Loop Media Inc. beat Wall Street estimates on revenue and earnings in its fiscal first quarter.
The Glendale-based music and short-form video distributor reported on Tuesday a net loss of $5.3 million (-9 cents a share) for the quarter ending Dec. 31, compared with a net loss of $4.3 million (-10 cents) in the same period a year earlier. Revenue increased by 395% from the prior year to $14.8 million.
The single analyst following the company forecast earnings of -10 cents on revenue of $13.8 million, according to Thomson Financial Network.
Jon Niermann, chief executive of Loop Media, said the company had a solid start to its fiscal year as its various advertising and marketing initiatives resulted in nearly five times year-over-year revenue growth and continued material improvements to its bottom line.
“Our ability to scale distribution, lean into marketing and convert those dollars into meaningful growth of our Loop Player footprint is a testament to our execution, especially as we contended with a challenging macroeconomic environment in the second half of the quarter, which has carried into calendar 2023,” Niermann said in a statement.
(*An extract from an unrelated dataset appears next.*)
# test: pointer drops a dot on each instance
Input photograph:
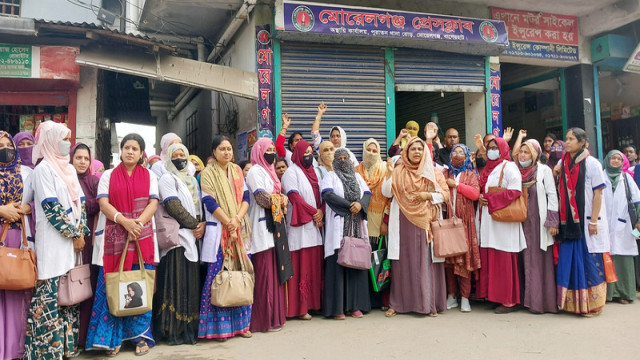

Loop recently renewed and updated its licenses with all three major music companies, Niermann added,
“This multi-year agreement enables us to digitally distribute music videos and related materials to our out-of-home clients throughout the U.S., positioning us for continued growth in the years ahead,” he said in the statement.
Shares in Loop Media (LPTV) closed down 9 cents, or about 1.5 percent, to $6 on the New York Stock Exchange, on a day when the Dow Jones closed up 0.8 percent.